The below link goes to Matt Ridley's excellent lecture analyzing the importance of heresy in science; and by extension, the danger to science posed by an Authority that dictates what is acceptable and what is unacceptable. The oppression of authority is a subject Galileo learned to his chagrin, and a central theme of Jacob Bronoski's brilliant Ascent of Man, in my opinion, the finest television series ever produced. (Bronoski's subject was the growth of knowledge and its central role in the cultural evolution of mankind. To appreciate the squandered potential of television and the mass media, one need only to watch Bronoski's series of programs.)

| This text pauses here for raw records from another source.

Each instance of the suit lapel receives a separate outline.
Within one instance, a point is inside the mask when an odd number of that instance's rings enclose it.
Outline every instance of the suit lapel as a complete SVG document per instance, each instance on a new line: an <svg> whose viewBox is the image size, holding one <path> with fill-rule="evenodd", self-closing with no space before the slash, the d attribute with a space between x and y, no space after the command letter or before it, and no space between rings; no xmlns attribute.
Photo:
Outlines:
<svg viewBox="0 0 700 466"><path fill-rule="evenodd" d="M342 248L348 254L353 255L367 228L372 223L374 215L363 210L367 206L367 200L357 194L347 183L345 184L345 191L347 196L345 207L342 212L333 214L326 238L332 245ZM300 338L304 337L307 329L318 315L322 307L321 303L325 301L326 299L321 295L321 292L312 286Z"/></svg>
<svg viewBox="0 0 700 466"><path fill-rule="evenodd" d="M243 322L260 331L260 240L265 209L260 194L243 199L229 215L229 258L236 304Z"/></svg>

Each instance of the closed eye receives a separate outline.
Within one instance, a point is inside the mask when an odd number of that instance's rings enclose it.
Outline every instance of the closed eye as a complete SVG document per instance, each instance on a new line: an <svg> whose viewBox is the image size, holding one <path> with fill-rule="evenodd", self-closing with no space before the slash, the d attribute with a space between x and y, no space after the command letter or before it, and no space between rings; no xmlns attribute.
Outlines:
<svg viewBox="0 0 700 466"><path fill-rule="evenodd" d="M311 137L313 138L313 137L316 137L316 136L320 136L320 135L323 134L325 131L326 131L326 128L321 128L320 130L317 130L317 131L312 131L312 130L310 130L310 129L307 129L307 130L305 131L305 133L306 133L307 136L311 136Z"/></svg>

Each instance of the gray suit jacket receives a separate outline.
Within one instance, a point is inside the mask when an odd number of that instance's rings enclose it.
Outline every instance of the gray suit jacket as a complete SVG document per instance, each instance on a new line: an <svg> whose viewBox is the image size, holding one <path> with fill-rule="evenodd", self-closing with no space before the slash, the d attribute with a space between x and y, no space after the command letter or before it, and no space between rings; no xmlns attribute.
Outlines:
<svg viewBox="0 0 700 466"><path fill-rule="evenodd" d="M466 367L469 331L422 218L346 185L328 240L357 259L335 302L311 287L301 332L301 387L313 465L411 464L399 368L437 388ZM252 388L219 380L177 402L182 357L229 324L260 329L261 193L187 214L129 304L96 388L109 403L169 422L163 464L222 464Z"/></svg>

Ridley gave the Angus Millar Lecture of the Royal Society of the Arts in Edinburgh a few days ago 31 October 2011. Ridley is trained in evolutionary biology — he has a PhD in Zoology from Oxford. His libertarian philosophy makes him controversial in some quarters, but he one of the best science writers out there, particularly on the subject of evolution. Like Darwin, he thinks and writes from the point view of the bottom-up empiricist (which is my favorite point of view).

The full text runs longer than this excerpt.